Solo adesso ci accorgiamo che "Non è Francesca", "Una donna per amico", "La canzone del sole" hanno fornito un modo di percepire le nostre grandi paure: la paura di non esistere, la paura di diventare grandi, la paura dell'amore felice e sospirante. Solo adesso ci accorgiamo che quelle voci che starnazzavano in coro "No, non è un'avventura..." fondevano ragazzi del rock e giovani perbenino, masse impegnate e massaie disimpegnate in una concreta e coerente comunità, fuori dalla quale il Tempo, la Società, il Destino, potevano tendere i loro legittimi agguati e la Vita poteva ritirare le sue promesse.
Non è feticismo, fanatismo, passatismo: è vera arte, quella che sorprende al di là del gusto del momento. Lucio si è spento? Ma nel nostro immaginario "Balla Linda". Come si può avere tanta lucida forza per porre all'ingorgo dei nostri pensieri una fantasia cosi libera da diventare vera e, insieme, grande gioco?
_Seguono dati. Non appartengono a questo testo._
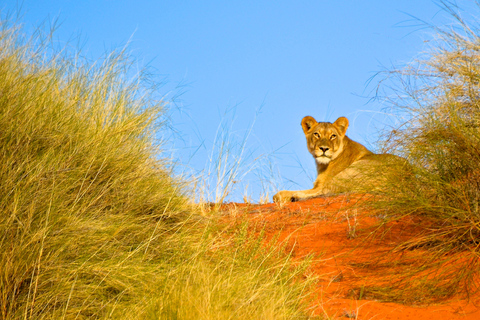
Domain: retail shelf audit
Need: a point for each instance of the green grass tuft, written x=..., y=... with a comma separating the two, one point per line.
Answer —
x=437, y=102
x=92, y=223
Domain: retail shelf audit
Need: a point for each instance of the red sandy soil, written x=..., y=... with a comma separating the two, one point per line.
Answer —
x=330, y=228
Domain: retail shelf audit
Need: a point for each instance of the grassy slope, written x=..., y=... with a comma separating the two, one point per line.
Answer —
x=437, y=102
x=91, y=223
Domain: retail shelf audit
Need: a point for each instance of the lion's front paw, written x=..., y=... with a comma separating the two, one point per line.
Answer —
x=284, y=196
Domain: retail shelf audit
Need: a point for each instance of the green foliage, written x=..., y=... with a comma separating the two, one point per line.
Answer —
x=437, y=101
x=92, y=224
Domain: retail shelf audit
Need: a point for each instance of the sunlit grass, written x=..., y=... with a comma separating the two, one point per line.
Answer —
x=437, y=102
x=93, y=224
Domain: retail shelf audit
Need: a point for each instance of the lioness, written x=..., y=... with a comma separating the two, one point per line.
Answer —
x=343, y=165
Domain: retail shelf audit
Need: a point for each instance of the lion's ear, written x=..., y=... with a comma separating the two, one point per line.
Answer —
x=307, y=123
x=342, y=124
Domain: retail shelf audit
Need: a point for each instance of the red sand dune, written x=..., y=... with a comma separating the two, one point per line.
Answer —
x=320, y=227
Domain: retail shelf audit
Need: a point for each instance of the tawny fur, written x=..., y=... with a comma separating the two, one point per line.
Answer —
x=342, y=164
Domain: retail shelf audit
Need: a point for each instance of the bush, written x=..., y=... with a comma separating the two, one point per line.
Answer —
x=437, y=103
x=92, y=223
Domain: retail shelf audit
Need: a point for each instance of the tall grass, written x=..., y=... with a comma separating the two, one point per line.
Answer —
x=92, y=223
x=437, y=100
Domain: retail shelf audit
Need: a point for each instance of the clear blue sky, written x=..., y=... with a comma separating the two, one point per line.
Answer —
x=293, y=58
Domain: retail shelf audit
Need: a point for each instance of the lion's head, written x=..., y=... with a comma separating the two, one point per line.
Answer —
x=324, y=139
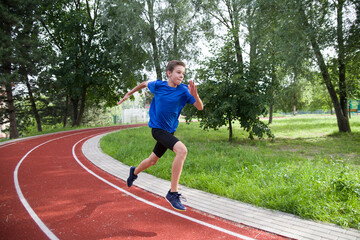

Un gioco che resiste al cadere delle foglie.
Perché, oggi, i giovanissimi con la faccia da terza media, insieme a fronti stempiate, teste rapate e barbe stanche, coltivano "I giardini di marzo"? Dove Battisti intona tutto il suo mondo poetico, concentrato in un mix di villico ed elettronico: "Il carretto passava / e quell'uomo gridava "gelati" / Al ventuno del mese i nostri soldi / erano già finiti / io pensavo a mia madre e rivedevo / i suoi vestiti / il più bello era nero coi fiori / non ancora appassiti". La melodia, quella non posso scriverla, e quindi bisogna sentirla, o immaginarla: ma comunque è di quelle "vigliacche" che strizzano il cuore, ti ubriacano, ti lasciano la pelle di diavolo.
C'è una ragione che giustifichi la devozione quasi religiosa che spinge il Paese tutto a venerare e a piangere questo caso di vuoto d'immagine, esempio eccellente di oltranzismo nel silenzio, modello di fama per sottrazione di sé? Certamente Battisti possedeva un talento straordinario di metter giù brani memorabili, un contagioso flusso di canzoni che oggi suonano assolutamente contemporanee, quindi classiche, capaci di far scattare i nostri sentimenti, far muovere i nostri piedi, commuovere i nostri cuori; "canzonette" in grado di produrre pensieri e parole che restano al centro, semplici e quasi esemplari, facilmente cantabili e infinitamente melodrammatici, popolari e inseparabilmente sensibili alla Natura Italiana.
Un legame fortissimo. Se un artista ha definito quel completo spettro di sogni e bisogni che è la "poesia del popolo", questo è Battisti. Un'attrazione che ha permesso all'autore di "Per una lira" di trascendere un'epoca, di unire l'Italia di padri e figli e nipoti, e a parlare a noi intimamente oggi come ieri. La memoria, si sa, si sconta cantando. Il nostro passato si allontana da noi nel momento in cui nasciamo, ma lo sentiamo passare solo quando termina una canzone di Lucio Battisti.